Confrontée à une hausse des matières premières associée à une baisse générale de l'activité en raison de la crise, la SBFM se trouve dans une situation financière difficile depuis de nombreux mois. J'avais eu l'occasion d'alerter le gouvernement à ce sujet en juillet en inscrivant au Journal Officiel une question écrite à laquelle je n'ai toujours pas de réponse. J’ai à nouveau interpellé le Président de la République et la Ministre de l’économie il y a quelques semaines. Face à la montée de la crise, le gouvernement a soudainement découvert l'urgence, lors de l'annonce de son plan de relance économique, de mener une politique spécifique pour structurer et sécuriser la filière de la sous-traitance automobile. Il était temps mais ne sera-t-il pas trop tard pour la SBFM ? Je ne l'espère pas.

 

Les constructeurs automobiles

Il est essentiel que le groupe Renault, principal client (70% de la production) et donc l'Etat, principal actionnaire, donne un signal fort en s'engageant sur un volume de commande afin de faire passer à la SBFM qui est un de ses grands fournisseurs cette étape difficile de son fonctionnement.

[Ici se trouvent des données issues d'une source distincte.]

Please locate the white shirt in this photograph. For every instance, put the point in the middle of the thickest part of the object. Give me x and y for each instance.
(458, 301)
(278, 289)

Or il apparaît que le fonds d'investissement sectoriel prévu par le plan du gouvernement et mis en place par les grands acteurs de la filière, en premier lieu Renault et PSA et dont les capitaux seront majoritairement privés, « sélectionnera des projets d'entreprise solides donc rentables ». Qu'en sera-t-il de la SBFM ? Sera-t-elle sacrifiée par ce plan ? Ce serait inacceptable et inconcevable.

 

Tous, élus, syndicalistes, salariés, responsables de l'entreprise et pouvoir publics devont unir nos efforts pour que devant les administrateurs judiciaires nommés par le tribunal de commerce de Lyon, la direction de la société présente un plan de continuation  le 20 janvier prochain. La SBFM  doit poursuivre son activité.

 

C’est pourquoi j’apporte un soutien sans réserve au réseau de résistance pour l’emploi de la SBFM.